Service advisory
Temporary, but sort of permanent
Heads up, guys: Starting Monday we’re doing what in the business is called a skip week. (Don’t worry, paid subscribers, you’re covered; we throw the meter until I return, and you still get your full month/year of service.)
The occasion is not a national holiday. I am having another damn operation. This one is not on my guts, though; it’s on my knee, soon to be my ex-knee. It’s TKR time!
Though not athletic, I have made good use of my legs over the years, especially in New York, where there are so many things to do and reasons to ambulate. I walked, I ran, I danced, I hopped turnstiles, stage-dove, all that. In recent years I’ve been more deskbound but until recently my mobility held up very well.
Alas, the piper has come to collect. Both my knees have been bone-on-bone for years. I get around, but the point of pain comes earlier; stairs are daunting, running injurious. I’m in a good space between too early and too late. It’s time, at least for one of them.
As carved up as I’ve been, it’s one thing to lose organs or pieces thereof and walk away clean, more or less; quite another to have to replace one of the body parts with which I was born with a piece of machinery.
I’m grateful that they can do this, mind. It’s great to live in this age of medical wonders and I feel bad for those who came before it and had to make do, and those down the road who will be denied proper treatment as we revert to barbarism and treat failing limbs and organs with homeopathy and tallow. Antibiotics and opioids rule.
But still: a prosthesis. I know it’s far from Otto Dix war casualty territory, and the effect of it probably won’t be too noticeable. Plus I do have an intraocular lens, two dental bridges, and a pin in my other knee. There’s already plenty to pick out of the tray when they burn me off.
Nonetheless I’m a little surprised at how the prospect is affecting me. I thought today of the scene at the end of Serpico, where he’s waiting with his dog for a ride to get out.
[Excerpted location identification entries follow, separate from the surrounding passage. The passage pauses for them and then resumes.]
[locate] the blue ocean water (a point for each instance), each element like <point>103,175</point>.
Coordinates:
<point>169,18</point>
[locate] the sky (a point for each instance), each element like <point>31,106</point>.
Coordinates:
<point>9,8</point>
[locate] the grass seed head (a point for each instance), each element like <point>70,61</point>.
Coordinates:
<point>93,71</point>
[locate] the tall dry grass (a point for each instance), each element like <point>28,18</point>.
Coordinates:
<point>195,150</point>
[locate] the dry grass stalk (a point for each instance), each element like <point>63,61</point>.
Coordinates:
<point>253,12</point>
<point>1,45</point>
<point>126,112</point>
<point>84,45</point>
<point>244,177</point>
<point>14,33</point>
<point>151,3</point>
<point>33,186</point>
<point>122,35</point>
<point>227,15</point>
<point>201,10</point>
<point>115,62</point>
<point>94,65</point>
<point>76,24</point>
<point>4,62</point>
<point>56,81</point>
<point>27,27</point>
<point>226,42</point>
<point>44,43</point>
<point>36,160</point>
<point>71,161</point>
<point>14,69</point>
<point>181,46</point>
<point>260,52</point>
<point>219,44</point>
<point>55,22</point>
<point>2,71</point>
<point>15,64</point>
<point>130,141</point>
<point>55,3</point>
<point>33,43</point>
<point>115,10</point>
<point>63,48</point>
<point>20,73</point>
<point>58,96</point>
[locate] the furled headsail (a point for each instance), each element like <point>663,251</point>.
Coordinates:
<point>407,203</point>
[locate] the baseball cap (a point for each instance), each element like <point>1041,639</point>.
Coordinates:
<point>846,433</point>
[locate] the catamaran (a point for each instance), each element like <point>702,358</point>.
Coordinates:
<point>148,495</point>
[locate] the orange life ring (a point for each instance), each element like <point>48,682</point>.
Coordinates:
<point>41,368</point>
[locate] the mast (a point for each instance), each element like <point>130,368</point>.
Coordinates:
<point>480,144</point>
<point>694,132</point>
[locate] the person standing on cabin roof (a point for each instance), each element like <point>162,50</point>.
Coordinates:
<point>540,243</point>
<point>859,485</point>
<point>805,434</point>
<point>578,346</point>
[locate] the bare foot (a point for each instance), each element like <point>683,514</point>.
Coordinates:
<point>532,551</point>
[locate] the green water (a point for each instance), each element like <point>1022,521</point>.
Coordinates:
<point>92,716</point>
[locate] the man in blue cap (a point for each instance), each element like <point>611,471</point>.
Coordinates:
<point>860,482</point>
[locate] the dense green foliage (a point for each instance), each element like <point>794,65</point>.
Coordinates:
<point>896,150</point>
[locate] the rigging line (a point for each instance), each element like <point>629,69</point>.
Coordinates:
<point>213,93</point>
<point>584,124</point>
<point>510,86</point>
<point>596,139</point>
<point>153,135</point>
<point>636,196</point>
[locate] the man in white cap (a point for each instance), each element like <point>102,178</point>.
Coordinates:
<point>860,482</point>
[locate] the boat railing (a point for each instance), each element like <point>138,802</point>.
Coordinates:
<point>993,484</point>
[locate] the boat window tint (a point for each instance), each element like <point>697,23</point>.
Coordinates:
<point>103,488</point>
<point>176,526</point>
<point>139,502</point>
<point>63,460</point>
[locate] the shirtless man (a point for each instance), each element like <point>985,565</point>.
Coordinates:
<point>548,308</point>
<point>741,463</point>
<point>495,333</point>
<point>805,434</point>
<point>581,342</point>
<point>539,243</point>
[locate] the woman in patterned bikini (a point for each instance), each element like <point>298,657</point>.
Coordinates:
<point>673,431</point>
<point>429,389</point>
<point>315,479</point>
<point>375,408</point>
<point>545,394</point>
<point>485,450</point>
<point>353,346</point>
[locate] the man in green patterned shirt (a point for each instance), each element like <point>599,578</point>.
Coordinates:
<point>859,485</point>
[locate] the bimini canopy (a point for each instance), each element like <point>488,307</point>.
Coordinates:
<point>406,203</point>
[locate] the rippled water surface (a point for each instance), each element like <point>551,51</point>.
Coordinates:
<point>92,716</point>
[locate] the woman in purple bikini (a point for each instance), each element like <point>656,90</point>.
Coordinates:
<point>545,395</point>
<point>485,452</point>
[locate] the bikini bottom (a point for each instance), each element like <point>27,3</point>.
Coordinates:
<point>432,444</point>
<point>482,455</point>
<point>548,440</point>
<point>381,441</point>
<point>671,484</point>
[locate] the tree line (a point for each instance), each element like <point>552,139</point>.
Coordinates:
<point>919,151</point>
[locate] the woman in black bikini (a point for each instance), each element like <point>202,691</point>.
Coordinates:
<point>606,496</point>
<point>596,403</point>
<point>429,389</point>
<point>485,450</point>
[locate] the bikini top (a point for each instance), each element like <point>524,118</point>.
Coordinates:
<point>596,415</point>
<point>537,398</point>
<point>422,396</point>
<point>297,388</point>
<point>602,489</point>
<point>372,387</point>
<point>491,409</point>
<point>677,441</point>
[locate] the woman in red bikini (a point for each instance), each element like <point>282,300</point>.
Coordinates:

Prior to that, just before the glimpse of the Knapp commission, we hear the doctor’s voice describing the effect of his injuries from his shooting: “In all probability, the hearing in your left ear won’t come back.... Your left side will feel stiff occasionally. Once in a great while you may experience some dizziness...” When I was a young and healthy kid watching that, it caught me up short; he didn’t just get shot and recover, I thought; he lost something, and it won’t come back. It fits the feeling of the movie’s end, especially with the reprise of that beautiful Mikis Theodorakis theme that hearkens back to distant and unrecoverable shores. Now I am there. Not a casualty of anything but long life. But still.
Take care, see you ‘round the bend.


I learned two things from my knee replacements:
1) You will hate it much of the time. A good physical therapist will be your best friend. Also, heel slides!
2) Once you're through recovery, you will wonder why you didn't do it sooner.
I've had a couple of friends who've gone Robocop with their knees. Not fun, but a few months later they were both wondering why they didn't do it sooner.
Godspeed, rest up, and see you on the other side!